The moment a delivery driver told me pen-and-paper was killing his day
It was a Tuesday morning, six months into building DropPilot, when a courier called me after using the beta. He'd planned his ten stops on paper. Twenty minutes in, traffic on the M25 had locked him out completely. By the time he'd spent forty minutes rerouting in his head, he'd already let down three customers. He asked if we could just tell him where to go next, in real time, without the guesswork. That conversation shaped everything we've built.
The real problem isn't route planning. It's time.
Most delivery drivers know their patch. They've got the stopping points memorised. The problem isn't planning a route on a Monday morning. The problem is that every single day, something breaks that plan.
Traffic. A customer who cancels. A new job that comes in at 9.30am. A wrong turn because the satnav was glitching. A stop that takes twice as long as expected. By midday, half the route is in the bin.

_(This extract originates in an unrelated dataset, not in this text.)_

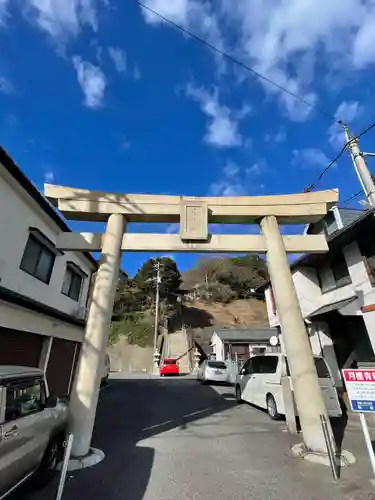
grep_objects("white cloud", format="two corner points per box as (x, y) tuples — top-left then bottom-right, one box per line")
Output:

We built DropPilot to handle that reality. The route optimisation engine (nearest-neighbour plus 2-opt algorithm) gets you a solid plan to start with. But the real work happens when you're out there. The app pulls live traffic data from Google Directions API and refreshes your ETA continuously. If you drift off the planned route, it detects that deviation and reroutes you automatically. No manual recalculation. No prayer.
That Tuesday morning courier? He's now finishing his round an hour earlier and handling two extra stops.
Dispatchers managing five drivers is different from managing fifty
When you've got a small team, you can text them changes. When you've got a fleet, that falls apart fast.
We built DropPilot so dispatchers could load a CSV file with fifty stops, let the system optimise them across drivers, and push the routes out in minutes. Each driver gets their own app. Each stop gets a sequence number. Proof of delivery comes back as a signature, a photo, or typed notes. The dispatcher sees everything in real time: who's finished what, who's running behind, where the fleet actually is.
One logistics manager told us this saved her team two hours of phone calls every morning. Two hours that now goes into handling exceptions and new bookings instead of playing traffic controller.
Food delivery, parcel couriers, and engineers all need the same thing
DropPilot isn't locked to one job type. A food delivery driver needs fast routes and proof of delivery. A field service engineer needs the same thing. A parcel courier running a double shift needs the same thing.
What they don't need is a platform that takes a cut. They don't need a consumer app on the other end tracking them. They need a tool that sits in their pocket, helps them plan their day, and gets proof of work back to whoever needs it. No commission. No marketplace. Just the app.
We've watched couriers use it. We've watched engineers use it. We've watched last-mile operators use it on rounds with thirty, forty, fifty stops. The feature set works the same way every time because the core problem is the same: how do you take a list of addresses and turn it into time saved and money kept?
The free tier lets you test this without risk
I built the free tier because I wanted field service people to actually try it. Five rounds a month, five stops per round. That's enough to run a small weekend delivery operation or test it before you sign your team up. The paid tiers are there for bigger operations: thirty rounds and fifty stops per round on Plus; unlimited rounds and stops on Pro. Team tier adds dispatch management and fleet features if you're running a crew.
But the reason for the free tier wasn't generosity. It was frustration. Too many tools assume you'll trust them with your operation before you've used them for five minutes. We didn't want that. Download it. Run a few deliveries. See if it actually saves you time. Then decide.
What we learned from launch week
On day one, we had three requests: one from a courier asking if we could show him the next three stops on one screen, one from a dispatcher asking if we could handle bulk address uploads, and one from an engineer who wanted to know if signatures auto-saved or if he had to upload them manually.
All three were live features by Friday. That's because this isn't a product built in a vacuum. Field service doesn't have time for software that makes assumptions. It needs tools that get out of the way and work the first time.
We've kept that momentum. When drivers hit a real pain point, we don't debate it. We build it. That's how CSV import happened. That's how continuous ETA refresh happened. That's how automatic rerouting happened.
If you're still planning routes on paper, or worse, in your head, have you actually tried letting the app handle the math while you focus on the job?